在Crypto ++中获取Unicode字符串的SHA1

Question

I study C++ independently and I have one problem, which I can't solve more than week. 我独立学习C ++，我遇到了一个问题，我不能解决这个问题。 I hope you can help me. 我希望你能帮助我。

I need to get a SHA1 digest of a Unicode string (like Привет ), but I don't know how to do that. 我需要获取Unicode字符串的SHA1摘要（如Привет ），但我不知道如何做到这一点。

I tried to do it like this, but it returns a wrong digest! 我尝试这样做，但它返回错误的摘要！

For wstring('Ы') It returns - A469A61DF29A7568A6CC63318EA8741FA1CF2A7 对于wstring('Ы')它返回 - A469A61DF29A7568A6CC63318EA8741FA1CF2A7
I need - 8dbe718ab1e0c4d75f7ab50fc9a53ec4f0528373 我需要 - 8dbe718ab1e0c4d75f7ab50fc9a53ec4f0528373

Regards and sorry for my English :). 关心并抱歉我的英语:)。

CryptoPP 5.6.2 MVC++ 2013 CryptoPP 5.6.2 MVC ++ 2013

#include <iostream>
#include "cryptopp562\cryptlib.h"
#include "cryptopp562\sha.h"
#include "cryptopp562\hex.h"

int main() {

    std::wstring string(L"Ы");
    int bs_size = (int)string.length() * sizeof(wchar_t);

    byte* bytes_string = new byte[bs_size];

    int n = 0; //real bytes count
    for (int i = 0; i < string.length(); i++) {
        wchar_t wcharacter = string[i];

        int high_byte = wcharacter & 0xFF00;

        high_byte = high_byte >> 8;

        int low_byte = wcharacter & 0xFF;

        if (high_byte != 0) {
            bytes_string[n++] = (byte)high_byte;
        }

        bytes_string[n++] = (byte)low_byte;
    }

    CryptoPP::SHA1 sha1;
    std::string hash;

    CryptoPP::StringSource ss(bytes_string, n, true,
        new CryptoPP::HashFilter(sha1,
            new CryptoPP::HexEncoder(
                new CryptoPP::StringSink(hash)
            ) 
        ) 
    );

    std::cout << hash << std::endl;

    return 0;
}

Answer 1

You say 'but it returns wrong digest' – what are you comparing it with? 你说'但它会返回错误的摘要' - 你在比较它是什么？

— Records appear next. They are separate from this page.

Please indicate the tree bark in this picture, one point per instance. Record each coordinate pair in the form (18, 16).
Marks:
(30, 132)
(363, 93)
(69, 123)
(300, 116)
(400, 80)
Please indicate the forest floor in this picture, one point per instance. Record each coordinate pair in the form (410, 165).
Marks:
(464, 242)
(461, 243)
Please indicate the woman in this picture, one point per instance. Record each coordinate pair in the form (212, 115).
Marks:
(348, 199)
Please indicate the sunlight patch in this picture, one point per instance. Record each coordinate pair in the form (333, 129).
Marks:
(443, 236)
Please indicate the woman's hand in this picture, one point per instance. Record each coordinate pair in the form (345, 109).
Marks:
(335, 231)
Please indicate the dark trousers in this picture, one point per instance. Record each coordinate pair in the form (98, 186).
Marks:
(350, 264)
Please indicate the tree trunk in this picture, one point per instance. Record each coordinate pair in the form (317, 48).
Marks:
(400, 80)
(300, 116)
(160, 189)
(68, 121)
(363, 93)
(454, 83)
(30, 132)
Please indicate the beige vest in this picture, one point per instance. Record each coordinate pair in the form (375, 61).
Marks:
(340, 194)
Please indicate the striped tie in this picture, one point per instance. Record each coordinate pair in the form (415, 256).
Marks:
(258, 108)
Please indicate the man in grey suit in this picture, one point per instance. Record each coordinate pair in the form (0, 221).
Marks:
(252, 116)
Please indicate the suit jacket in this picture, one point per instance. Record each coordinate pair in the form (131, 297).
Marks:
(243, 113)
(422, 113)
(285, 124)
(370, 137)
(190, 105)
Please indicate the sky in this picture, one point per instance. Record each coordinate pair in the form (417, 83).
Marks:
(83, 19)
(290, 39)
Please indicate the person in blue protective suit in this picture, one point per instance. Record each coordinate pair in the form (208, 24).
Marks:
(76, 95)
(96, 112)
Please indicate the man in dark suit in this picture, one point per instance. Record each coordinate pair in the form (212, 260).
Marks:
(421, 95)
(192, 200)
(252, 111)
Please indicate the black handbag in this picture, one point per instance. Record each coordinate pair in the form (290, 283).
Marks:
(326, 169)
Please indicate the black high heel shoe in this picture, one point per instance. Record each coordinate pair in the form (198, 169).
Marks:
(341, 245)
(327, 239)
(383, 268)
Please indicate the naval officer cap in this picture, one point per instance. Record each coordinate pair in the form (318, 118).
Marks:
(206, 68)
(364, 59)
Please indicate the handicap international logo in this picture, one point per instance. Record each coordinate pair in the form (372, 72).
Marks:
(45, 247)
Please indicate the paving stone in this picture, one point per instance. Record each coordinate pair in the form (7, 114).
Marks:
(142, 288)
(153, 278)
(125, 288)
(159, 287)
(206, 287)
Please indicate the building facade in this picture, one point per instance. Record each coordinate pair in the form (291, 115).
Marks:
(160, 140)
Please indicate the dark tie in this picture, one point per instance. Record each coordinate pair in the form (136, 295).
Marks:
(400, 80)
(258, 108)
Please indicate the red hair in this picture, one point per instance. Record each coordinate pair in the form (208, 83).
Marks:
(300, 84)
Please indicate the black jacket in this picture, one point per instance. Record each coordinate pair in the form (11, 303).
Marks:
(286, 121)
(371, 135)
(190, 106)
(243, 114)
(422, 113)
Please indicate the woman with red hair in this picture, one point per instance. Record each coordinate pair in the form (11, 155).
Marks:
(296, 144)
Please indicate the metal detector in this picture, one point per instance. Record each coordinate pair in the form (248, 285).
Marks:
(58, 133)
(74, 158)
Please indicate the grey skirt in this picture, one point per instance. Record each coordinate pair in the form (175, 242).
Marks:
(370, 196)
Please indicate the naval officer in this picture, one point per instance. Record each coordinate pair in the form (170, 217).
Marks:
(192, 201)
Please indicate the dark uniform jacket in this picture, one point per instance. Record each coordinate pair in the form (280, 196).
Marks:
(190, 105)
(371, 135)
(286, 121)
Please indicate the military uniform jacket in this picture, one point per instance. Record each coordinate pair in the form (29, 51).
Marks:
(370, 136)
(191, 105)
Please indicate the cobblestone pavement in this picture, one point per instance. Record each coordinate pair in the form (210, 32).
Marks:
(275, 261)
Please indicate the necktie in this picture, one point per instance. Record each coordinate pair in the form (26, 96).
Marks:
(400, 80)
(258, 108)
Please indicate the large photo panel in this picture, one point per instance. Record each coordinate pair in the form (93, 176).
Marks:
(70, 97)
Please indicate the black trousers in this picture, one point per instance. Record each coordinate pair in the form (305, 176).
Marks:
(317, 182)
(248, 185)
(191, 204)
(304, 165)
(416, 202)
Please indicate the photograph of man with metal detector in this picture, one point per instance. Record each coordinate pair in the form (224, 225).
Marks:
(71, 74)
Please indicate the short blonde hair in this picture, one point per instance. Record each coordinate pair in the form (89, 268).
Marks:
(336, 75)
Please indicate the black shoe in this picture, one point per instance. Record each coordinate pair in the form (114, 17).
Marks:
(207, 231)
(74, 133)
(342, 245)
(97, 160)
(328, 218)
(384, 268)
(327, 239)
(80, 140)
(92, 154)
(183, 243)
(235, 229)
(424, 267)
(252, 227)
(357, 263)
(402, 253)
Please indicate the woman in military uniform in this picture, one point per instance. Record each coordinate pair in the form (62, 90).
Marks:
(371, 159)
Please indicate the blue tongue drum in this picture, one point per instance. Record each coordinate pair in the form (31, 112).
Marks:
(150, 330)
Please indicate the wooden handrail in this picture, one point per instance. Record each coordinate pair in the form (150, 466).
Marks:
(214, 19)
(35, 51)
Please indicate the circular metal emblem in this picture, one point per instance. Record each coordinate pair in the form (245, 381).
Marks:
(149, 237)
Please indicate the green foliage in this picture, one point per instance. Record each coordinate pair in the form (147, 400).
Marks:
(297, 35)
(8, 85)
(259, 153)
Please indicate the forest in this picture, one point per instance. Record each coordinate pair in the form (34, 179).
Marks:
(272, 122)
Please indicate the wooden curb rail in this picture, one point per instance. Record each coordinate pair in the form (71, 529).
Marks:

Key point: digests such as SHA-1 don't work with sequences of characters, but with sequences of bytes . 关键点：诸如SHA-1之类的摘要不适用于字符序列，而是使用字节序列。

What you're doing in this snippet of code is generating an ad-hoc encoding of the unicode characters in the string "Ы" . 你在这段代码中所做的就是在字符串"Ы"生成unicode字符的ad-hoc 编码。 This encoding will (as it turns out) match the UTF-16 encoding if the characters in the string are all in the BMP ('basic multilingual plane', which is true in this case) and if the numbers that end up in wcharacter are integers representing unicode codepoints (which is sort-of probably correct, but not, I think, guaranteed). 如果字符串中的字符全部在BMP中（“基本多语言平面”，在这种情况下为真），并且最终在wcharacter中的数字是，那么这种编码将（结果证明）匹配UTF-16编码。表示unicode代码点的整数（这可能是正确的，但我认为不保证）。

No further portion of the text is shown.